辛诚感到一种无形的压力,但也有一股倾诉的欲望。他整理了一下思绪,缓缓道,声音在空旷的湖面上显得格外清晰:“先生明鉴。聪明人见得多,想得深,目光敏锐,往往能一眼看穿谎言与伪装所能带来的短期利益与便利,权衡之下,多数会选择那条更‘聪明’的捷径,故而趋利避害,对他们而言,反是易事。而纯粹诚实者,或因天性固执,秉持赤子之心,或因见识未开,懵懂无知,故而能坚守本心,其道虽直,其行虽难,但其心纯粹,反而不易受外物干扰。”

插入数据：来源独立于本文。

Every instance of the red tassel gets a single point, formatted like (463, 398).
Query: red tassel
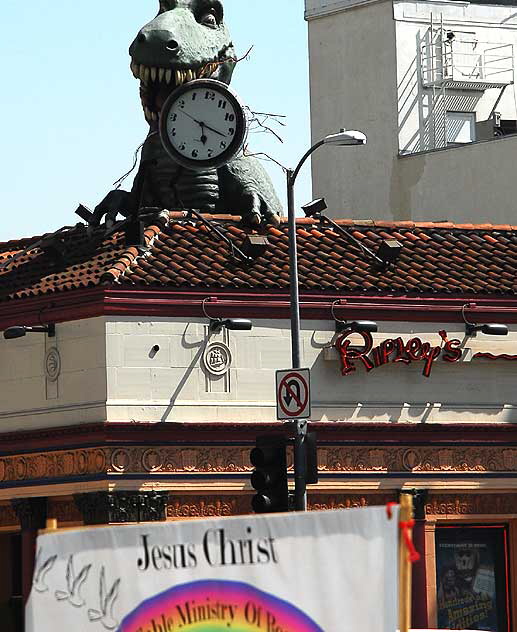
(389, 508)
(414, 555)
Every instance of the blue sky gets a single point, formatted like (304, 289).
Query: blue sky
(70, 114)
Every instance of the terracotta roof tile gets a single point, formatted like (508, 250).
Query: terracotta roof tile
(436, 257)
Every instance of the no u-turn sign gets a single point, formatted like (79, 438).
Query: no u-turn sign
(293, 394)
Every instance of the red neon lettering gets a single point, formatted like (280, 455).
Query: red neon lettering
(414, 349)
(350, 354)
(451, 351)
(386, 348)
(394, 350)
(401, 352)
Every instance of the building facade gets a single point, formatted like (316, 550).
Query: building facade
(432, 86)
(136, 411)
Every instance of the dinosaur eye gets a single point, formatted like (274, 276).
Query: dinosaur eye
(209, 19)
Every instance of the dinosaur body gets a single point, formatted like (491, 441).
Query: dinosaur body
(188, 40)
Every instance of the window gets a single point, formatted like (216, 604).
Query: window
(461, 127)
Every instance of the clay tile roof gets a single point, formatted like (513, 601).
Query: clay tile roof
(180, 252)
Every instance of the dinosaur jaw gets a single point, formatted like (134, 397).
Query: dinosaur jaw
(156, 84)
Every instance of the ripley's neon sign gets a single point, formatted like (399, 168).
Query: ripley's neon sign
(394, 350)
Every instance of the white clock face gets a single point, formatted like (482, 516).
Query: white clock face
(203, 124)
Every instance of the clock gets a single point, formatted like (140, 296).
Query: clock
(203, 124)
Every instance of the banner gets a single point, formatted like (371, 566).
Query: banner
(333, 571)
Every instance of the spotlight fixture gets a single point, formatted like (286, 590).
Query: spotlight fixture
(315, 207)
(233, 324)
(84, 213)
(490, 329)
(389, 250)
(359, 326)
(254, 246)
(19, 331)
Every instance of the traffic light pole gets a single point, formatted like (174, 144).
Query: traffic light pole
(300, 486)
(300, 448)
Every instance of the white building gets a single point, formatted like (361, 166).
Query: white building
(129, 407)
(432, 85)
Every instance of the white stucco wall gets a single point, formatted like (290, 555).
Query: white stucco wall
(494, 24)
(28, 400)
(473, 184)
(353, 85)
(174, 386)
(109, 373)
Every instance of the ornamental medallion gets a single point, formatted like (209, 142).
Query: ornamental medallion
(217, 358)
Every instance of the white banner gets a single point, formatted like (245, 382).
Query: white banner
(332, 571)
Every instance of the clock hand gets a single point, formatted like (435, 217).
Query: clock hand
(214, 130)
(191, 117)
(204, 124)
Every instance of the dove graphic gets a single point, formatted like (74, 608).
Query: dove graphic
(74, 584)
(41, 570)
(107, 602)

他顿了顿,语气变得更加沉凝,带着一丝自身处境的体悟:“唯独那些既看得清世情利害,洞察人心诡谲,自身亦拥有‘聪明’资本之人,却能主动摒弃那些看似便捷的歧路,明知前路多艰,依旧选择坚守‘诚’之道者,他们需抵御的诱惑远超前两者,需承受的压力也非比寻常。他们手中的‘诚’,不再是懵懂的本能,而是清醒的选择。这种选择,故而最难。” 他想起自身处境,想起那不得不守的“诚之契约”,语气不由带上一丝不易察觉的感慨,“更何况……须知,毫无修饰的真话,往往是这世上最锋利的刀,伤人亦伤己。所以,懂得何时出刀,何时藏锋的诚实,尤为可贵,也尤为艰难。”

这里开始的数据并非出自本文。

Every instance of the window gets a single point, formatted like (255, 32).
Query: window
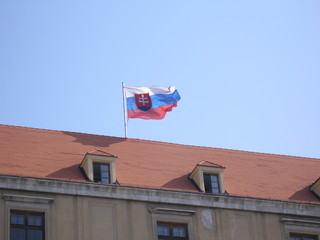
(208, 177)
(299, 236)
(99, 166)
(172, 231)
(211, 183)
(26, 225)
(101, 172)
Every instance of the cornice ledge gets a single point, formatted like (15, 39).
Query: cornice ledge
(299, 222)
(24, 198)
(155, 195)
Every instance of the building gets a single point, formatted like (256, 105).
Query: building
(75, 186)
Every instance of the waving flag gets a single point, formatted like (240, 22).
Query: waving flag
(150, 102)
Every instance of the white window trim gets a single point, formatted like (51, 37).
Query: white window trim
(197, 176)
(89, 159)
(301, 226)
(27, 203)
(173, 216)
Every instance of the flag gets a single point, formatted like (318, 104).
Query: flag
(150, 102)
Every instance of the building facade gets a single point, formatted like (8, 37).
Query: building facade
(63, 185)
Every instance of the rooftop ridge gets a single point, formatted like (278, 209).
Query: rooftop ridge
(162, 142)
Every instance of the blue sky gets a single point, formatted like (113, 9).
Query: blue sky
(248, 72)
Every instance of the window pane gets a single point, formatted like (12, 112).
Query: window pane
(35, 221)
(35, 234)
(179, 232)
(214, 184)
(163, 230)
(104, 168)
(96, 172)
(17, 234)
(207, 183)
(105, 180)
(17, 219)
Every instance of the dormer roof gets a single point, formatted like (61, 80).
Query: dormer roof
(158, 165)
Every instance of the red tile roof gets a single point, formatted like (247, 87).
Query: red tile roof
(52, 154)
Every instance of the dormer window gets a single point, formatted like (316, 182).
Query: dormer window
(100, 167)
(315, 188)
(209, 177)
(101, 172)
(211, 183)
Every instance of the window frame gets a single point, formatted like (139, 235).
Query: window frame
(99, 178)
(25, 225)
(207, 180)
(28, 203)
(171, 226)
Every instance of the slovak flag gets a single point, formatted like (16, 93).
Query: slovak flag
(150, 102)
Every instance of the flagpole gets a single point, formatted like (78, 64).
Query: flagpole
(125, 118)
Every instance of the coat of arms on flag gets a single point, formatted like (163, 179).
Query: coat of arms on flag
(151, 102)
(143, 101)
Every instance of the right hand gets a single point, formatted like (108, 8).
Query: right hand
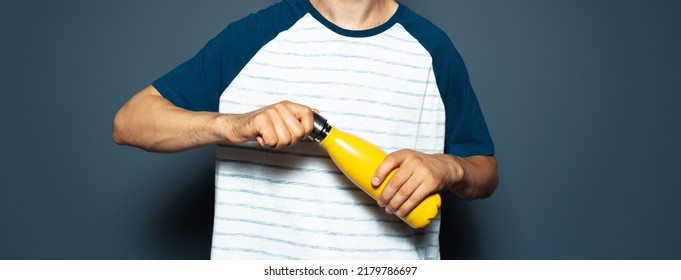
(274, 126)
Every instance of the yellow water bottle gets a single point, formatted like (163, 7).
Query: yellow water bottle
(358, 159)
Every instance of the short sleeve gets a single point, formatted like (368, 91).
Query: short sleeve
(466, 132)
(198, 83)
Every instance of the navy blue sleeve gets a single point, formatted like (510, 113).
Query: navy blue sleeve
(466, 132)
(198, 83)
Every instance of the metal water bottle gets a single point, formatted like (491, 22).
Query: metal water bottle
(358, 159)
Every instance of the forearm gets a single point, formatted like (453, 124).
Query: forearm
(471, 177)
(151, 122)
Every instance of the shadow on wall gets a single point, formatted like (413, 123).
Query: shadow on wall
(184, 222)
(457, 236)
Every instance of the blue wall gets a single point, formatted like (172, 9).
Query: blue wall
(580, 97)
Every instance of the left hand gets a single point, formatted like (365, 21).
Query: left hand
(418, 176)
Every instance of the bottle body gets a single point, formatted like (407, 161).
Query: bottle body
(358, 159)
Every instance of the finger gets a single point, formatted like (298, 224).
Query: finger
(293, 123)
(266, 135)
(391, 162)
(417, 196)
(281, 131)
(403, 194)
(392, 186)
(307, 120)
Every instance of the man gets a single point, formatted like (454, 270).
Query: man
(373, 68)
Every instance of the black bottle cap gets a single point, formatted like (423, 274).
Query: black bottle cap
(320, 129)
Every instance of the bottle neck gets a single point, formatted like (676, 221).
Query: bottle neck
(321, 128)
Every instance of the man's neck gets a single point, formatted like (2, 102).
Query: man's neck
(356, 14)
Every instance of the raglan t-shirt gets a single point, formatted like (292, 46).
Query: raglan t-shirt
(401, 85)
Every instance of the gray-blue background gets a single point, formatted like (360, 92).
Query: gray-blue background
(581, 98)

“真话是刀,藏锋的诚实……”落拓文人低声重复了一遍,眼中的慵懒与迷离尽数散去,爆发出惊人的神采,他抚掌,这次是真正开怀地大笑起来,笑声清越,惊起了不远处柳梢上停歇的几只寒雀,“哈哈哈哈哈!妙!妙极!小友此言,何止深得我心,简直是……道尽了其中三昧!”

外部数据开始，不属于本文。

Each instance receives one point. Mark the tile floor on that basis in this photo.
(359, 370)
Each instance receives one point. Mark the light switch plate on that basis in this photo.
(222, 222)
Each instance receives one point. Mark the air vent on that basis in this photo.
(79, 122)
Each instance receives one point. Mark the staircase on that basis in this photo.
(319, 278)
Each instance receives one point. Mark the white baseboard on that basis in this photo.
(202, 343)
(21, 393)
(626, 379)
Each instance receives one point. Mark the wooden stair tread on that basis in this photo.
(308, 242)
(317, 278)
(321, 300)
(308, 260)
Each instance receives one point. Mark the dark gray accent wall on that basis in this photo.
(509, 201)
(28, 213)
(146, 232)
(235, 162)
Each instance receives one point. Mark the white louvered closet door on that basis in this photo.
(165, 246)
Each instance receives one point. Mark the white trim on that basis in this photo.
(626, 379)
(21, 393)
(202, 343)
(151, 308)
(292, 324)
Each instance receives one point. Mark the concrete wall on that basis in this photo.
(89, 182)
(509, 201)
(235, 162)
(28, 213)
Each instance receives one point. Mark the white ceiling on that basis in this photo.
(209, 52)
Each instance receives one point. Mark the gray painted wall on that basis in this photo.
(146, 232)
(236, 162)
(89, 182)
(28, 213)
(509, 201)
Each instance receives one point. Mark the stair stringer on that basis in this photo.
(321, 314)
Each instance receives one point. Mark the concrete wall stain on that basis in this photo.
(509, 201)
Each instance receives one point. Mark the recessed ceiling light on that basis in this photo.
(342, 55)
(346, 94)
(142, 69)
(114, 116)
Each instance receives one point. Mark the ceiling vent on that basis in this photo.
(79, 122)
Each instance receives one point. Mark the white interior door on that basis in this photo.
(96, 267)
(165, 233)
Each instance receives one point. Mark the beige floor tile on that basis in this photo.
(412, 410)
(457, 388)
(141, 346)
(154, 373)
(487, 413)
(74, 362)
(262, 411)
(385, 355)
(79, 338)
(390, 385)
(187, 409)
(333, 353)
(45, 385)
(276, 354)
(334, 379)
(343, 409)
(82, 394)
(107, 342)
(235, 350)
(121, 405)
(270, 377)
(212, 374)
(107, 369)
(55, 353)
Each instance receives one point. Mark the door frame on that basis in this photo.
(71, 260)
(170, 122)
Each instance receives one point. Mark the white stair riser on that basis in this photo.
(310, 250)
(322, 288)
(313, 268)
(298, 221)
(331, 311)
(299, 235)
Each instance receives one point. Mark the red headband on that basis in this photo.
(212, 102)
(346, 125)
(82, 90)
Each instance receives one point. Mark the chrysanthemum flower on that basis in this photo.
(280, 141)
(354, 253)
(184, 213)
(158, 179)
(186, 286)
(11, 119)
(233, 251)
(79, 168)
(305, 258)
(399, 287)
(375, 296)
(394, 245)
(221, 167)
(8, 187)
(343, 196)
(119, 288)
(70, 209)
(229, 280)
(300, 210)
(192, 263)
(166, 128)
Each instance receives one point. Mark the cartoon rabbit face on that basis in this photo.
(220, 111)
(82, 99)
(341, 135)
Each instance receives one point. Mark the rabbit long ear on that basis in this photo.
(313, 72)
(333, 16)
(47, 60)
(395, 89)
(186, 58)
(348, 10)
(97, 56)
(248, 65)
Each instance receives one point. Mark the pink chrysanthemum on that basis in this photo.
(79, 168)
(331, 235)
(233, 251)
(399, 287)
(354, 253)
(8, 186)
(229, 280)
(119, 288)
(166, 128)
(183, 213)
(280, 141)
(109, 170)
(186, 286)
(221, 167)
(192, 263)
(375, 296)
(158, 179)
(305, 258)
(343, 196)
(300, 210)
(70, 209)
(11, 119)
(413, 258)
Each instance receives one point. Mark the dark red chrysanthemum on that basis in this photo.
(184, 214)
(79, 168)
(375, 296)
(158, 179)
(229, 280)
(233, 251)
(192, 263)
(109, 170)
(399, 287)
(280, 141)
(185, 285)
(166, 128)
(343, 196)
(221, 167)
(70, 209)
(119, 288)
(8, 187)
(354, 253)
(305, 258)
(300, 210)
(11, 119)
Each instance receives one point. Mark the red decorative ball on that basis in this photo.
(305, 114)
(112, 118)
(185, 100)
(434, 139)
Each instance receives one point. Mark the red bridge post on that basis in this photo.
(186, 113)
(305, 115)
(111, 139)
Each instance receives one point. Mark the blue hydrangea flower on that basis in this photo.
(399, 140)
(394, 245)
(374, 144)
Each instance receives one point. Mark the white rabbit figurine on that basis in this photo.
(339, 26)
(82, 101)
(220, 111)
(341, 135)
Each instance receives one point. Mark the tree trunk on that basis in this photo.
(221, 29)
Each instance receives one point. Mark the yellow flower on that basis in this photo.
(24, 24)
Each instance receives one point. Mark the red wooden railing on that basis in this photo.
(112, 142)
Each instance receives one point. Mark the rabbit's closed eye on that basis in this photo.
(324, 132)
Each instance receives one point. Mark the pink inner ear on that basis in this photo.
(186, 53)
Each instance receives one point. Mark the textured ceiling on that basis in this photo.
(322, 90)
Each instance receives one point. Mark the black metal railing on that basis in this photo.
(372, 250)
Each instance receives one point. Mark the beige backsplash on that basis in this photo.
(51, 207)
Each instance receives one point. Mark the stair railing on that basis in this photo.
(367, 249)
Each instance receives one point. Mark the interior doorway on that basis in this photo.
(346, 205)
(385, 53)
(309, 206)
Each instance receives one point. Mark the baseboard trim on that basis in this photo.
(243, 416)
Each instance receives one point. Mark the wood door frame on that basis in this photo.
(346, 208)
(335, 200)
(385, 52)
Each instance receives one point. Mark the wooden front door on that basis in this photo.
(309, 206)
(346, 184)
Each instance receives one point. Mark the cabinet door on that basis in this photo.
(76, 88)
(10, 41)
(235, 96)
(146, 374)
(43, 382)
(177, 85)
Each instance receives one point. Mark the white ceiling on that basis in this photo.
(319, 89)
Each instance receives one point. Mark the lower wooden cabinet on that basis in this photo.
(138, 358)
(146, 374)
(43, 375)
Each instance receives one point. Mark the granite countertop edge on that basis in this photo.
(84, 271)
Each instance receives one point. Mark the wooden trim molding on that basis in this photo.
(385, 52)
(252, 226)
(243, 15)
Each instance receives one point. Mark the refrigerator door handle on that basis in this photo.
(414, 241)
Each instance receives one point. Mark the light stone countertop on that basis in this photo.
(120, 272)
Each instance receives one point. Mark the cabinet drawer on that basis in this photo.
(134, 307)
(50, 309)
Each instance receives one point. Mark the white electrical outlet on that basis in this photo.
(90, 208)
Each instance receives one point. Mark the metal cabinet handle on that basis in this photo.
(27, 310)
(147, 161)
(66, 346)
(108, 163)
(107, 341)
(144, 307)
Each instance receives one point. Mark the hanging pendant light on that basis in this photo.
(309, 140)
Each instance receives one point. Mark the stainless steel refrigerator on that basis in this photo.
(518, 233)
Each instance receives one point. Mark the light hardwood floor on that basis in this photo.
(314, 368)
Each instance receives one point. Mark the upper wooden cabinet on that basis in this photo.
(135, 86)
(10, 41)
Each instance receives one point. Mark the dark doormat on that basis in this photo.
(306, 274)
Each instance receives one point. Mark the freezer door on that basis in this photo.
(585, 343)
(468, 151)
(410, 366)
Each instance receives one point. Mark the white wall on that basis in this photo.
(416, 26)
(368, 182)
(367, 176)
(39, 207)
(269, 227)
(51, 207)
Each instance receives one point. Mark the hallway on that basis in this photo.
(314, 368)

他笑得畅快淋漓,连带着周围微凉的空气似乎都染上了几分暖意。笑罢,他看向辛诚的目光已大为不同,充满了毫不掩饰的欣赏与一种近乎“吾道不孤”的欣慰:“好一个‘真话是刀,刀鞘尤为可贵’!好一个‘知道何为聪明,却选择诚实’!小友年纪轻轻,身处这浑浊之地,竟能有此见识,难得,实在难得!李某……今日不虚此行!” 他话语中不经意带出了一个“李”字。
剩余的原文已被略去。